At another point, she “saw” one of her great-granddaughters, who rose up, moved to the ceiling, and disappeared. She saw three “witchlike” figures, motionless and hideous, with huge hooked noses, protruding chins, and glaring eyes—these also vanished after a few seconds. Zelda said she had no idea that she had so many hallucinations until she starting keeping a journal; many of them, she thought, would otherwise have been forgotten.
She also spoke of many strange visual experiences which were not quite hallucinations in the sense of being totally invented or generated but seemed to be persistences, repetitions, distortions, or elaborations of visual perceptions. (Charles Lullin had a number of such perceptual disorders, and they are not uncommon in people with CBS.) Some of these were relatively simple; thus, when she looked at me on one occasion, my beard seemed to spread until it covered my entire face and head, and then resumed its proper appearance. Occasionally, looking in a mirror, she might see her own hair rising a foot above her head and have to check with her hand to make sure it was in its usual place.
Sometimes her perceptual changes were more disturbing, as when she encountered her mail carrier in the lobby of her apartment building: “As I looked at her, her nose grew until it was a grotesque figure on her face. After a few minutes, as we stood talking, her face came back to normal.”
Zelda would often see objects duplicated or multiplied, and this might create odd difficulties. “Making dinner and eating was quite difficult,” she said. “I kept seeing several of each piece of food when they didn’t exist. This lasted most of dinner.”9 Visual multiplication like this—polyopia—can take even more dramatic form. Once, in a restaurant, Zelda observed a man in a striped shirt paying at the cash register. As she watched, he split into six or seven identical copies of himself, all wearing striped shirts, all making the same gestures—then concertinaed back into a single person. At other times, her polyopia can be quite frightening or dangerous, as when, sitting in the passenger seat of her car, she saw the road ahead of her split into four identical roads. The car seemed to her to proceed up all four roads simultaneously.10
Seeing moving pictures even on television may lead to hallucinatory perseverations. Once, watching a television program that showed people descending from a plane, Zelda began to hallucinate minute replicas of the figures, which continued their descent off the screen and down the wooden cabinet of the television console.

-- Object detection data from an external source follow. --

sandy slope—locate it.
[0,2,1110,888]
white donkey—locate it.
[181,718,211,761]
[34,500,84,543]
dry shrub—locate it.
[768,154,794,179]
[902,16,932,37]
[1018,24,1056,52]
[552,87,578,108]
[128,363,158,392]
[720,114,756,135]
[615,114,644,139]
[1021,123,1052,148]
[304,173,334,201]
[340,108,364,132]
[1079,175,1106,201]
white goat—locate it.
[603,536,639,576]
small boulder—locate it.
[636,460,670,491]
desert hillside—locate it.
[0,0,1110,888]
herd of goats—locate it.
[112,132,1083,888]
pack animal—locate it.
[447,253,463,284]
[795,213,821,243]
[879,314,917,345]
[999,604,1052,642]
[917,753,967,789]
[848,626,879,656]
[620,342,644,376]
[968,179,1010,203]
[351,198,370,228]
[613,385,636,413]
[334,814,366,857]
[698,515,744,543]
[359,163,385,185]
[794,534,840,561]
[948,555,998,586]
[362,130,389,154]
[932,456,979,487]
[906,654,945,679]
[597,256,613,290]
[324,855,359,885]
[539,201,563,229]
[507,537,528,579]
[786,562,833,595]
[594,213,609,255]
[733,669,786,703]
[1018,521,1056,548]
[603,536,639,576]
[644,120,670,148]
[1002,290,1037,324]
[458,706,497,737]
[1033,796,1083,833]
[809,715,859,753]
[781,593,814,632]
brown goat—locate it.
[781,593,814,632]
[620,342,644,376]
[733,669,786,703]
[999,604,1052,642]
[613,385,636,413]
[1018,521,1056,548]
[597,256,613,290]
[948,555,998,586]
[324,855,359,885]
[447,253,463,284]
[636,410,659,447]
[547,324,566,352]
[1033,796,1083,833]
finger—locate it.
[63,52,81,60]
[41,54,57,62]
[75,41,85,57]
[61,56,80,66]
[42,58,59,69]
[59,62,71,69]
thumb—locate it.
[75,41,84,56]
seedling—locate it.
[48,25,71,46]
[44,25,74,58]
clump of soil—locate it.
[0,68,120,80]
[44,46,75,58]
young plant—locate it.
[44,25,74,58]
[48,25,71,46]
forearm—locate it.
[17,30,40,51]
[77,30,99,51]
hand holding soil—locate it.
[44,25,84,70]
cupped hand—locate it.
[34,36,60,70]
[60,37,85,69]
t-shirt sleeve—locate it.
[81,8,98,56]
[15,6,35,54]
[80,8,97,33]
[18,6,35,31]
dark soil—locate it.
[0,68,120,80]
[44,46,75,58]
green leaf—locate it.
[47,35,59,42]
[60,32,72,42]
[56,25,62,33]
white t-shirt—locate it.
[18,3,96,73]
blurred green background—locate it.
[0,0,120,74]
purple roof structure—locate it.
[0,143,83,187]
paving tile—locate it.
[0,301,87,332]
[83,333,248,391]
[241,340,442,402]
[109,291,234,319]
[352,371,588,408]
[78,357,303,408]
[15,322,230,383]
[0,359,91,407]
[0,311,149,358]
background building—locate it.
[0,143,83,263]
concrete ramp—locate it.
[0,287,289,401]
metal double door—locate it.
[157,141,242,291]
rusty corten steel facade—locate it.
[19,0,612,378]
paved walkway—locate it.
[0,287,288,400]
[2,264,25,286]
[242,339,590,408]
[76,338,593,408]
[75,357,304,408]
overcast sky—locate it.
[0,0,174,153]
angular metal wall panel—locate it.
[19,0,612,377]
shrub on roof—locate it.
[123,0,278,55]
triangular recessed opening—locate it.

Zelda has dozens of these hallucinations or misperceptions every day, and has had them, almost nonstop, for the past six years. And yet she has managed to maintain a very full life, both domestically and professionally—keeping house, entertaining friends, going out with her husband, and completing a new book.
In 2009, one of Zelda’s doctors suggested that she take a medication called quetiapine, which can sometimes diminish the severity of hallucinations. To our amazement and especially hers, she became entirely free from hallucinations for more than two years.
In 2011, however, she had heart surgery, and then, on top of this, she broke a kneecap in a fall. Whether it was due to the anxiety and stress of these medical problems, the unpredictable nature of CBS, or the development of tolerance to her medication, she started to have some hallucinations again.
Her hallucinations, though, have taken a somewhat more tolerable form. When she is in the car, she said, “I see things, but not people. I see planted fields, flowering, and many forms of medieval buildings. Frequently I see modern buildings change into more historic looking ones. Every experience brings something different.”
One of her new hallucinations, she said, “is very difficult to describe. It’s a performance! The curtain goes up and ‘performers’ dance out on the stage—but no people. I see black Hebrew letters dressed in ballet dresses of white. They dance to beautiful music, but I don’t know where it comes from. They move the upper parts of the letters like arms and dance on the lower parts so gracefully. They come onstage from right to left.”